The Rules, “A or B”, Section “i”

–From 307 we can briefly circle back to section “i”,  referring to 24-153 NYC Administrative code.  This is the Department of Environmental Protection  A or B rating prohibitions which refer to emissions of volatile organic compounds  (VOC’s) into the air. One common way that smaller-scale emissions of voc’s happens is spray painting (think auto body shops, and wood shops that do their own finishing) but there are of course others.  There are A through D ratings, in descending amounts of output into the air, and they are measured in pounds-by-weight of  VOC’s emitted per hour. (A useful way to understand VOC lbs/gal is that typical industrial (and some consumer) containers of paint or solvent will have the pounds per gallon by weight of the VOC’s listed on the label of the container. It’s typically 4.5 – 5.5 lbs/gal VOC for paints and solvents.)  There is a table defining output emissions according to lbs/hr. (As an aside, in the case of one single spray booth in a wood shop: one operator, spraying and stopping, and spaying and stopping, over the course of an hour, as would be the case in typical use, couldn’t put out anywhere near enough to be even a “B” rating, based on some local shop experience.)  Section 24-153 also lists additional mitigating factors, like distance from the source.  
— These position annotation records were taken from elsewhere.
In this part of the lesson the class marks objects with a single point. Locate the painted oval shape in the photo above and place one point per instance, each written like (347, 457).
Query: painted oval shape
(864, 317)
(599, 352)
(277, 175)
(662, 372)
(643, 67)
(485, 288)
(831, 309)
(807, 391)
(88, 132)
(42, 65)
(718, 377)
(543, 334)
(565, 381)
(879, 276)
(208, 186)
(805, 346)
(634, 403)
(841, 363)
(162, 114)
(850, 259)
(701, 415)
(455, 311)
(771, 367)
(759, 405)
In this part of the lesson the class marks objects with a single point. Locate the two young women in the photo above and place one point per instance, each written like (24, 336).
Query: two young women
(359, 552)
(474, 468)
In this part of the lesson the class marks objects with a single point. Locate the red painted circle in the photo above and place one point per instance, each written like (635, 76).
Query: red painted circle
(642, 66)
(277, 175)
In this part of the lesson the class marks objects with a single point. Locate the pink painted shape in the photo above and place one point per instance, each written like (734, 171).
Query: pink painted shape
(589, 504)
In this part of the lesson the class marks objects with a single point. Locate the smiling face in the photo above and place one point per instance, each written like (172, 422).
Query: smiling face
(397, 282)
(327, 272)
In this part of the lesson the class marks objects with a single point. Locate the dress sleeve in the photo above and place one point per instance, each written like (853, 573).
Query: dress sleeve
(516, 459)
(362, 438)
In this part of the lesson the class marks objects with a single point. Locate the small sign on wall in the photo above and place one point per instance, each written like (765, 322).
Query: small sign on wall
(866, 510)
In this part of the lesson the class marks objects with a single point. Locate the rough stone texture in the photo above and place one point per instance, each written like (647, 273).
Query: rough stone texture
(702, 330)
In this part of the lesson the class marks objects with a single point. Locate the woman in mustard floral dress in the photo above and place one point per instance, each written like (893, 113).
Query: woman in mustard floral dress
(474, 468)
New York State environmental emissions regs:  -Same numbers as 24-153, but with more info, and exceptions (spray finishing only needs to be below an “A” rating, for example):

http://www.dec.ny.gov/regs/4264.html

The Rules, 307 Some More

In High Hazards 307, there are intricate tables listing allowable thresholds of flammable and combustible materials, caustic materials, and descriptions of allowable setups for using them. This is very illuminating and useful because of the engineering framework that you see here, and you see that  it is very logical and rational.  One notable aspect here are numerous caveats and exceptions that are referred to in tiny footnotes for each listing, that allow extra multiple amounts of flammable and combustible materials, if: -they are stored in legal cabinets; -if there are proper sprinklers; -if local fire codes are met for the substances and uses; etc. (there is an exception in High Hazards 307 granted for paint spraying operations, if an FD permit is in place, for example).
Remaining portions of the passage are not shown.